The survey of 3,000 parents followed the successful seminar tour for parents of teenagers in 2007 presented by family expert Rob Parsons. The tour took its name and core material from Parsons' best selling book Teenagers! What Every Parent Has to Know.

Following the event, 88 per cent said they felt more confident about being a parent of a teenager, 93 per cent felt less isolated and 95 per cent had come away with a least one practical idea which would help them with their teenager.

The book and seminars attempt to offer a realistic assessment of the pressure parents and teenagers are under today, and have proven hugely popular.

"Today's teenagers are experiencing things that previous generations didn't - like the growth of technology, an expanding debt culture, the incredible pressure to be thin if you are a girl or muscular if you are a boy," he said. "These days it isn't enough to be an ace footballer - you have to be a good-looking ace footballer. All these pressures make life much harder for teens and their parents."

Parsons is keen to point out that many of the traumas of teenage life are part of the natural process of growing up.

"Adolescents are at a time in their lives when everything is changing: their bodies, their friends - and most importantly their brains. They are quite literally out of control with their emotions and feelings," he said.
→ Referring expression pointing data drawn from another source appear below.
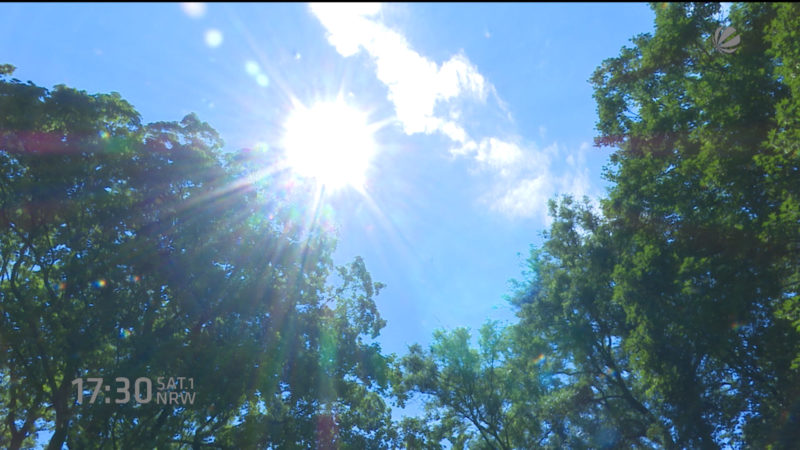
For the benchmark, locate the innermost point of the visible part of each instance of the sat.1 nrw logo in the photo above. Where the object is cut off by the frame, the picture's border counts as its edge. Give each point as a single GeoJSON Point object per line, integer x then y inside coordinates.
{"type": "Point", "coordinates": [721, 41]}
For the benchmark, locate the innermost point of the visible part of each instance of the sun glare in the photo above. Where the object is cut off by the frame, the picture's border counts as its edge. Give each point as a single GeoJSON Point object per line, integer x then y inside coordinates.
{"type": "Point", "coordinates": [330, 142]}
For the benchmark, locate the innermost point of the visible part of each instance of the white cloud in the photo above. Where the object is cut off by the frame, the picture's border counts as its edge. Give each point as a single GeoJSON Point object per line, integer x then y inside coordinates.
{"type": "Point", "coordinates": [416, 84]}
{"type": "Point", "coordinates": [435, 98]}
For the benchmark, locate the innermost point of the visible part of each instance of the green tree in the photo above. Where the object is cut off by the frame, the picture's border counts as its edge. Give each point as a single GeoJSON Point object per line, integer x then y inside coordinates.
{"type": "Point", "coordinates": [132, 250]}
{"type": "Point", "coordinates": [671, 319]}
{"type": "Point", "coordinates": [476, 398]}
{"type": "Point", "coordinates": [704, 212]}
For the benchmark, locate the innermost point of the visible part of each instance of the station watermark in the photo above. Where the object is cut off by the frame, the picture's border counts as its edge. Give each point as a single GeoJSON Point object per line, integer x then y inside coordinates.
{"type": "Point", "coordinates": [177, 391]}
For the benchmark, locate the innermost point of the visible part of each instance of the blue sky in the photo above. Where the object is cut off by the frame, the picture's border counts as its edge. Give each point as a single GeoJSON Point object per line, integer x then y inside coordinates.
{"type": "Point", "coordinates": [481, 112]}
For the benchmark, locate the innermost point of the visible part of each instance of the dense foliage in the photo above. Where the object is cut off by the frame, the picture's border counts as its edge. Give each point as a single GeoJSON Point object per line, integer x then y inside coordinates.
{"type": "Point", "coordinates": [132, 250]}
{"type": "Point", "coordinates": [668, 317]}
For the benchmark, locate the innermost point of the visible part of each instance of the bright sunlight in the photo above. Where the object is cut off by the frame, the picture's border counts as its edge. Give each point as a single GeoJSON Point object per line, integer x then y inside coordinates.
{"type": "Point", "coordinates": [330, 142]}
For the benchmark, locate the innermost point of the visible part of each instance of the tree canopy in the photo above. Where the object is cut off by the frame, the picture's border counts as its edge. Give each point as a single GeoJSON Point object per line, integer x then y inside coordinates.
{"type": "Point", "coordinates": [666, 316]}
{"type": "Point", "coordinates": [141, 250]}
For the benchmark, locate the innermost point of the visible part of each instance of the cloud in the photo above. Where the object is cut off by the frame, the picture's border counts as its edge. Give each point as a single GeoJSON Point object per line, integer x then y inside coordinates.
{"type": "Point", "coordinates": [433, 98]}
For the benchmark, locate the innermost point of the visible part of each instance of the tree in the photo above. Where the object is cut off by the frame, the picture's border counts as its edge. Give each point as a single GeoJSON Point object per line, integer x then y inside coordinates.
{"type": "Point", "coordinates": [709, 239]}
{"type": "Point", "coordinates": [476, 398]}
{"type": "Point", "coordinates": [132, 250]}
{"type": "Point", "coordinates": [671, 318]}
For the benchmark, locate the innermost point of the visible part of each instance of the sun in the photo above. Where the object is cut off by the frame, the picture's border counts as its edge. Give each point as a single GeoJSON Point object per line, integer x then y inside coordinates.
{"type": "Point", "coordinates": [331, 142]}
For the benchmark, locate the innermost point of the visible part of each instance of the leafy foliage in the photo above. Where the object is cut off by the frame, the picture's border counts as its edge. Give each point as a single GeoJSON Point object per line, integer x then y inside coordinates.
{"type": "Point", "coordinates": [671, 319]}
{"type": "Point", "coordinates": [134, 250]}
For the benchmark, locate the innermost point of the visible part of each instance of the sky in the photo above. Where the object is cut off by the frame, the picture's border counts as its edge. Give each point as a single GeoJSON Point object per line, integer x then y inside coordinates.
{"type": "Point", "coordinates": [478, 114]}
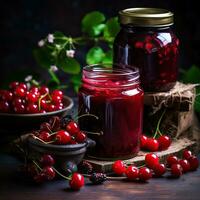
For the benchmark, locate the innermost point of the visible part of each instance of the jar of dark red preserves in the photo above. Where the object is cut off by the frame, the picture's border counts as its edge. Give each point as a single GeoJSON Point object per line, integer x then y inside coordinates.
{"type": "Point", "coordinates": [115, 97]}
{"type": "Point", "coordinates": [146, 40]}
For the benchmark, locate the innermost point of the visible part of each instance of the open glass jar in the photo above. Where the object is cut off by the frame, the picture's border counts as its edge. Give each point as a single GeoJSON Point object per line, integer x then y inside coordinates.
{"type": "Point", "coordinates": [146, 40]}
{"type": "Point", "coordinates": [115, 97]}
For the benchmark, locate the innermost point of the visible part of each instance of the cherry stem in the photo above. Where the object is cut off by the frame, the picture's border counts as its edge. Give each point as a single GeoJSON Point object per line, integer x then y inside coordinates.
{"type": "Point", "coordinates": [65, 177]}
{"type": "Point", "coordinates": [158, 125]}
{"type": "Point", "coordinates": [89, 115]}
{"type": "Point", "coordinates": [93, 133]}
{"type": "Point", "coordinates": [37, 138]}
{"type": "Point", "coordinates": [35, 163]}
{"type": "Point", "coordinates": [39, 101]}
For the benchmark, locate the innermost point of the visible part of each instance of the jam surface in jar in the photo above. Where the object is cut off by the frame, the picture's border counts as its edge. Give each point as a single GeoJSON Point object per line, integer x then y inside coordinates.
{"type": "Point", "coordinates": [115, 97]}
{"type": "Point", "coordinates": [146, 41]}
"So it seems that testing teens are here to stay, but there is some good news," he added. "The changes don't last and the main task for parents is to just get them through."

The Teenagers! What Every Parent Has to Know tour is on the road again this spring with events in Ipswich, Hitchin, Sheffield, Peterborough, Manchester and Leeds.

The sessions aim to help parents understand what is going on in the minds of their teenage children, identify keys for dealing with the really testing teenager, and engage with some of the big issues such as sex, drugs and self-esteem.